第162話:ギルドの窓口と、一括受注(バルクオーダー)
中央広場での一件を終えたカイトたちは、再び冒険者ギルド『砂の牙』へと戻っていた。
カイトは周囲の冒険者たちの視線を完全に無視し、まっすぐに受付カウンターのやり手受付嬢の前へと歩み出た。
「……判定。受注した『車輪の油差し』および『井戸のポンプ点検』の二件、すべての不備を解消した。報告書へのサインと、報酬の支払いを要求する」
受付嬢は、カイトが差し出した二枚の依頼書を受け取り、そこに刻まれた「完了」の魔力刻印を確認して、細い眉を大きく跳ね上げた。
「……驚きましたね。あなたたちがギルドを出てから、まだ一時間も経っていませんよ。間違いなく完了のサインが出ています。……お見事でした」
受付嬢は苦笑しながら、カウンターの奥から小さな革袋を取り出し、中の硬貨をトントンと机の上へ並べた。
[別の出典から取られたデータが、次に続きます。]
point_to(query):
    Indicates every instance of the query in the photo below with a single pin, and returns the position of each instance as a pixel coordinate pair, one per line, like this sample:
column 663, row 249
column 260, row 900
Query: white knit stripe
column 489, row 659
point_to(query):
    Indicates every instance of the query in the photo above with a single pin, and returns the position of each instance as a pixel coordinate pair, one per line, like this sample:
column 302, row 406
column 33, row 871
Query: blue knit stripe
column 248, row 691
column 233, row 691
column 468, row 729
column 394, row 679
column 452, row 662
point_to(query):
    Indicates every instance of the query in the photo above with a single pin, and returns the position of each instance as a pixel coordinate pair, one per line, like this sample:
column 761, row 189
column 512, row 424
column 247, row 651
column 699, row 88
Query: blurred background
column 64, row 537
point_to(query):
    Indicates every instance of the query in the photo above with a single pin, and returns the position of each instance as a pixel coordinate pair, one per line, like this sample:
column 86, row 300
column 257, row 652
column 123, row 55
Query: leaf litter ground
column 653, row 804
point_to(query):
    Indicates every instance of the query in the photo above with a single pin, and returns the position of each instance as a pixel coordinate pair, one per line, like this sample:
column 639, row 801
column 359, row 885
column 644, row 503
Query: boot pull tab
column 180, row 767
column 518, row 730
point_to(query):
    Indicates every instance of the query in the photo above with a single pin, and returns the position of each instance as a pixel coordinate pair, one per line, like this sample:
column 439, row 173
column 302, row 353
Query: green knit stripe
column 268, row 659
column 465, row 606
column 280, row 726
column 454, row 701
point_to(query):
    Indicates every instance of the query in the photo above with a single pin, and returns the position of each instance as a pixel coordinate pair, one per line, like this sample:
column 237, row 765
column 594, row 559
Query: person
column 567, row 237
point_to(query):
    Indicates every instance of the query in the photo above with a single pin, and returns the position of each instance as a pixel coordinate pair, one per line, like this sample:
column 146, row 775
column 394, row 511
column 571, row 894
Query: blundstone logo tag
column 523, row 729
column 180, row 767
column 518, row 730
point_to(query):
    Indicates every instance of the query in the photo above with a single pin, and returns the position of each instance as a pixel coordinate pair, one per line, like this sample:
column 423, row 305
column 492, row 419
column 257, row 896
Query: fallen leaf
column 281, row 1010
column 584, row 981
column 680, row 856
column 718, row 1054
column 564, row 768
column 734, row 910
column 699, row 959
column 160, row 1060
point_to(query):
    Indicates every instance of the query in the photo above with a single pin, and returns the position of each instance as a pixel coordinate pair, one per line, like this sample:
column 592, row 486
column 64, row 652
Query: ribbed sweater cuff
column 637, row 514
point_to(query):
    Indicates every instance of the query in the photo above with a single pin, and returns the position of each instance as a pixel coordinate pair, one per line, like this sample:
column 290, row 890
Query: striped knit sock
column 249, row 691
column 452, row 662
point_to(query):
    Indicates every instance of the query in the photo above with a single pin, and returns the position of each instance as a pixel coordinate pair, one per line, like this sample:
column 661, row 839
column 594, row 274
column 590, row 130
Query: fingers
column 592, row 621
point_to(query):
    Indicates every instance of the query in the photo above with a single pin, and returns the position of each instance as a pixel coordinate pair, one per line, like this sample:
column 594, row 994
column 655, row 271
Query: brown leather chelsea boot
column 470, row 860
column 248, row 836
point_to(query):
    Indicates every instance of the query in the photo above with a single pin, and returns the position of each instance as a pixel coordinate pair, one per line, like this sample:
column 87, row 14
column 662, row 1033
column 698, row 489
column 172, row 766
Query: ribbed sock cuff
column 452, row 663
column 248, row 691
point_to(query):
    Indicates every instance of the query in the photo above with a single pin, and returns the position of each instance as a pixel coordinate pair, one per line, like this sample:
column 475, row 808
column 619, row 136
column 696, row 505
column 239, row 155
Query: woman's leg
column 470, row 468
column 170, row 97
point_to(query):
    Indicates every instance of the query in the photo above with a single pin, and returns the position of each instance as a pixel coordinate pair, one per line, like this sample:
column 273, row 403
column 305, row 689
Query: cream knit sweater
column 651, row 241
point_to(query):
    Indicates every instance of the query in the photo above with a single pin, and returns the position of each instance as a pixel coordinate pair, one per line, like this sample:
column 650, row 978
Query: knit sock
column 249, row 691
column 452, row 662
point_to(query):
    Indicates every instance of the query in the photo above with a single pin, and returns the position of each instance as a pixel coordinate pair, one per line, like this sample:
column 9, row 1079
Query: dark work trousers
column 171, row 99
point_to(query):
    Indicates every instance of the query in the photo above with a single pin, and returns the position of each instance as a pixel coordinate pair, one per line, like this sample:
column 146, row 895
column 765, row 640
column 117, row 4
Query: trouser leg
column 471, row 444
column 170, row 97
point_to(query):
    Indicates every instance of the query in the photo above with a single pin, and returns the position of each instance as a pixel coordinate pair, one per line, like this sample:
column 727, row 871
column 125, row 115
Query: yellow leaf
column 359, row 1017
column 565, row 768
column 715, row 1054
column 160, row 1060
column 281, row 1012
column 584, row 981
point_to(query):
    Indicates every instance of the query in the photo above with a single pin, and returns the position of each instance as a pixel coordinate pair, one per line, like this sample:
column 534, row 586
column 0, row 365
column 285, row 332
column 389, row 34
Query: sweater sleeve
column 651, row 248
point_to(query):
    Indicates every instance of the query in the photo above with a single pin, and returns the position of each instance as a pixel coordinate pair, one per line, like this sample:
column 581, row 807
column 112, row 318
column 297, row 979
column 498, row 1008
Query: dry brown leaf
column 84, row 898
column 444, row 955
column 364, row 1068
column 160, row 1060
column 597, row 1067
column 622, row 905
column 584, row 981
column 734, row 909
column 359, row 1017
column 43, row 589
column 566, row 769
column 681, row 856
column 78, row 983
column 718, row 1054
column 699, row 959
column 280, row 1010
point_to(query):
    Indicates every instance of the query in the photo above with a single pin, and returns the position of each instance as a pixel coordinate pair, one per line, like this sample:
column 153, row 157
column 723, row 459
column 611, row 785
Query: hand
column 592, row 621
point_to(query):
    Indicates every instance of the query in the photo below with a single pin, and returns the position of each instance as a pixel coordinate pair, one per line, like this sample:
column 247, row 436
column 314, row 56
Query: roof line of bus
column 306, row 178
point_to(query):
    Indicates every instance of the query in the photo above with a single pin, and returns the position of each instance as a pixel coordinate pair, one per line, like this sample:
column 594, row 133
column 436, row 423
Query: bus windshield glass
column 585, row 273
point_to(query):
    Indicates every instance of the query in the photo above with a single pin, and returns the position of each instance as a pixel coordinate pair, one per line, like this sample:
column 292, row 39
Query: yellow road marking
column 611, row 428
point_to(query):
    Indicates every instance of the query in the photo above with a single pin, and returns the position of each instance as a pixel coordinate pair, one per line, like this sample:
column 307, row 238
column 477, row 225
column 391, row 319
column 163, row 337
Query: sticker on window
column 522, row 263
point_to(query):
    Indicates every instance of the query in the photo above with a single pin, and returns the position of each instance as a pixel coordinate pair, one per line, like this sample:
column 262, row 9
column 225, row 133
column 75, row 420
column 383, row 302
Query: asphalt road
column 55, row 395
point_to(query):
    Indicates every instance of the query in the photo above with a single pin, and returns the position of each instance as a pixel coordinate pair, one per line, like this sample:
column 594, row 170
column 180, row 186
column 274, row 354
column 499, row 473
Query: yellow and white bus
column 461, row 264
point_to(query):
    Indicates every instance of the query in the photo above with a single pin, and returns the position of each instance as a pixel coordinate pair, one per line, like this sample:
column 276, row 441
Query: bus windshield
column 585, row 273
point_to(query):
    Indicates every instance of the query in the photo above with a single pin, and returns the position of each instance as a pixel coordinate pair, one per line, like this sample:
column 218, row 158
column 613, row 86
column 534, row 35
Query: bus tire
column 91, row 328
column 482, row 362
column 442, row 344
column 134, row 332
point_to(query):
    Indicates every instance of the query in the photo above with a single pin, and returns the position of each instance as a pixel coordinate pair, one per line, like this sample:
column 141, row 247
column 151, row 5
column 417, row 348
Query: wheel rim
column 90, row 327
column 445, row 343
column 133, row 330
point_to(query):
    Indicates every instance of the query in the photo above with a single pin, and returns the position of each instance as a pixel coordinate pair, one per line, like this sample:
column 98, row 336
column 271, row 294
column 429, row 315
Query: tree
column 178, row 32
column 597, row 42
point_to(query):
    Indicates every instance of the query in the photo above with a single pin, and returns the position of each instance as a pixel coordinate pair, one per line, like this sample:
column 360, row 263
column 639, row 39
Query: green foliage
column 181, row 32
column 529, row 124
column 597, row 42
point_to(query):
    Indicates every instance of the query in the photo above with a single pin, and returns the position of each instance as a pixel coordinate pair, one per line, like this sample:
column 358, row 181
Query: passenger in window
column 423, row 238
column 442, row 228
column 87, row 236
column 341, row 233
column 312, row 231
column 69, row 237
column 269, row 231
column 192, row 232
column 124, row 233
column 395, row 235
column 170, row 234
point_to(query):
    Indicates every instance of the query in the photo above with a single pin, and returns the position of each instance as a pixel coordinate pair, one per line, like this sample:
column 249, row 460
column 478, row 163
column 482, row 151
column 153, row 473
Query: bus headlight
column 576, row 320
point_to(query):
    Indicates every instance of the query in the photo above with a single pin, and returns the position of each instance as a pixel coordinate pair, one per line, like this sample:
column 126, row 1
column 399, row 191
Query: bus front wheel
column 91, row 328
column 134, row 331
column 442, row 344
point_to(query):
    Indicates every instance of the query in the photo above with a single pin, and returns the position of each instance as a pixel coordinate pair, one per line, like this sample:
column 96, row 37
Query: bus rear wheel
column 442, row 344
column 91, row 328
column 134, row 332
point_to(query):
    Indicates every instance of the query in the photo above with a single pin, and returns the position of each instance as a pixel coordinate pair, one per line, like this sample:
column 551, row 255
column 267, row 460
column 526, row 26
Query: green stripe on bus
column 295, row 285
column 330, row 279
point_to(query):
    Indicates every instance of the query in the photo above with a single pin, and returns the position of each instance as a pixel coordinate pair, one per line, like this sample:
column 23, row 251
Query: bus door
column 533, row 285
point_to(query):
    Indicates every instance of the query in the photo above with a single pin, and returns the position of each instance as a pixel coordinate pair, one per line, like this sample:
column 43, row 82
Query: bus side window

支払われたのは、事前の約束通りの微々たる額の銅貨と、数枚の銀貨。カイトの財布が「次の街への燃料代」でカツカツだった状態から、ようやく「今日の宿代と三人分の最低限の食費」が賄える程度の手取りだ。
「……受領した。これで本日のリソースの赤字は回避されたな」
カイトは硬貨を一枚ずつ正確に数え、ジャージのポケットへと収めた。等価交換の軍資金を一切消費せず、自身の魔力による『リペア』だけで片付けたため、この報酬は丸々純利益となる。
「ねえ、受付のお姉さん。これで私たちの『格』とやらは少しは上がったの? 早くこの錆び臭い下働きから抜け出して、もっと割のいい仕事をもらいたいんだけど」
エルザが調律杖をカウンターに軽く立てかけ、退屈そうに髪を指先で弄りながら尋ねる。
「申し訳ありませんが、ギルドの評価制度は、数件の迅速な処理だけで決まるものではありません。いくら手際が良くても、一定以上の『信用数』をこなしていただかないと、鉄級のままで変動はありませんね」
受付嬢は事務的にそう言って、新たな雑用依頼の束をトントンと机の上で揃えた。
「カイト様、やっぱり地道にコツコツ頑張るしかないみたいですね……。でも、お腹も空きましたし、一度お昼にしましょう!」
リアがぐう、と小さく鳴ったお腹を押さえながら、耳をペコリと寝かせてカイトを見上げる。
「……判定。効率的な業務の維持には、個体の生命維持(食事)が最優先される。……ただし、報告の往復による移動時間のロスは最大の不備だ。受付、そこにある他の雑用依頼の束をすべてこちらへ回せ。午後の時間枠でまとめて一括処理する」
「えっ? 一括処理って……ここにあるのは十件以上ありますよ!? 鉄級の保有上限を遥かに超えて――」
「……規則上、すでに履行実績がある個体への、同ランク内での複数同時発注を禁止する条項はないはずだ。まとめて引き受けることで、街のインフラの『不備』を同時に最適化する」
カイトは有無を言わせぬ理詰めの正論で受付嬢を圧倒すると、山のような依頼書をガシッと掴み取り、無表情のままギルドの出口へと歩き出した。
彼の脳内では、砂の街に潜む無数の不備をまとめて叩き直すべく、極めて冷徹な「過密スケジュール」が組み立てられ始めていた。